KKK members were handing out flyers as local residents left after church services. Local residents had an altercation with the recruiters, telling them to leave the town. The KKK members reiterated that they were within their First Amendment rights to recruit and share their beliefs publicly but a number of local residents were vocal in their opposition of the group and the recruitment efforts. A local resident took video of the incidents and posted it on YouTube (Warning: Offensive language).

The KKK group (True Invisible Empire Traditionalist American Knights of the Ku Klux Klan) that was recruiting is based in Potosi, Mo., about 50 miles from St. Genevieve. According to report from KFVS-12 out of Cape Girardeau, the faction has plans to do more recruiting in the Midwest and even across the nation.

The Midwest is no stranger to KKK activity and rallies. In December of 2000, a Klan rally was held in northern Illinois in Skokie. In April 1995, a rally was held on the steps of the Franklin County Courthouse in Benton, Ill. — a southern town less than 100 miles from the recruitment efforts in St. Genevieve. In February of this year, a racially motivated cross burning occurred in Mt. Vernon, Ill., just north of Benton, but investigators were never able to determine who was responsible for the incident. The cross was burned on the lawn of a family in which a black man was married to a white woman.

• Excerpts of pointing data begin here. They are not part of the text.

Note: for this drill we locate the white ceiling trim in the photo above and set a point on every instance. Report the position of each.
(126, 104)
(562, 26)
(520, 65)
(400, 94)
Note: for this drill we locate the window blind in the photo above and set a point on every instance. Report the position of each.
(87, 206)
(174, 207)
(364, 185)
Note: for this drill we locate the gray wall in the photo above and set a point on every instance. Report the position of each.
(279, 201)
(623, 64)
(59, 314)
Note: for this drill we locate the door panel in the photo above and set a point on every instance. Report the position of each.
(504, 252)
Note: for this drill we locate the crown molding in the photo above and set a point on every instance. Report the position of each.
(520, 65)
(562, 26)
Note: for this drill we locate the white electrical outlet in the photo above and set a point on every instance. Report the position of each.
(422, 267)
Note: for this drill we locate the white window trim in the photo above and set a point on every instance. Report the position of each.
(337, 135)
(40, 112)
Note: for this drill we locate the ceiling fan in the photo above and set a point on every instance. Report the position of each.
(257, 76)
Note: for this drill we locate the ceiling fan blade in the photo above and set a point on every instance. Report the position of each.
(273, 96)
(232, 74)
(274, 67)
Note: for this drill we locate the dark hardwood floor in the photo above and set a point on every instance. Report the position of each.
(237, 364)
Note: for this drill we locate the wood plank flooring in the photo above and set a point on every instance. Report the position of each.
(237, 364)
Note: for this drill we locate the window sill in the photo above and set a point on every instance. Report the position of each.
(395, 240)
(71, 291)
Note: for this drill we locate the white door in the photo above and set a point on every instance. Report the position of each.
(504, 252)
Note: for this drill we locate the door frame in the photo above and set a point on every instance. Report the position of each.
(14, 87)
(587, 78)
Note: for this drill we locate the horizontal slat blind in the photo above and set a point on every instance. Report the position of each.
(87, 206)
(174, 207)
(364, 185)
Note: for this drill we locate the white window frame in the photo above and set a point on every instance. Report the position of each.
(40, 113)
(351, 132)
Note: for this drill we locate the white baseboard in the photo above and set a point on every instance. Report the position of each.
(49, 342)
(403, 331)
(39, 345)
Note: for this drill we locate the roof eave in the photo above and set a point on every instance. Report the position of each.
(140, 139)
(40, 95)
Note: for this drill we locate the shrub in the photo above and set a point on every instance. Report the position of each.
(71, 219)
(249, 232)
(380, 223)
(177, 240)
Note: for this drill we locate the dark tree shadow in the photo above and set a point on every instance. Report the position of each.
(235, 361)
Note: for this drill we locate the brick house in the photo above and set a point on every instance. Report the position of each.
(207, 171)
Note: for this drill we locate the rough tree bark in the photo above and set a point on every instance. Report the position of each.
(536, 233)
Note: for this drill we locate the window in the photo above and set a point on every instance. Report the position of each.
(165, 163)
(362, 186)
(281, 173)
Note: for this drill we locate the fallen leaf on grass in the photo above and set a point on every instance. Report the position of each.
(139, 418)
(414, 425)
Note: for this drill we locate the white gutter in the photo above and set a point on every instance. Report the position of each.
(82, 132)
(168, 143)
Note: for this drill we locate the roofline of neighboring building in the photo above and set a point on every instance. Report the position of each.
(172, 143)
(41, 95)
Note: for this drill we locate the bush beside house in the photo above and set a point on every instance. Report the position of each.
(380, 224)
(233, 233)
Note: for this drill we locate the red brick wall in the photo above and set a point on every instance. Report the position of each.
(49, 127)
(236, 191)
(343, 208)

The KKK is best known as a white supremacist and separatist group that calls itself Christian and patriotic. The Southern Poverty Law Center lists 26 hate groups in Missouri; the Potosi group is on that list. Other nearby Missouri groups on the listing include a neo-Confederate group in West Plains and a “Christian identity” group in Wappapello. A KKK group is also listed in southern Illinois in Harrisburg.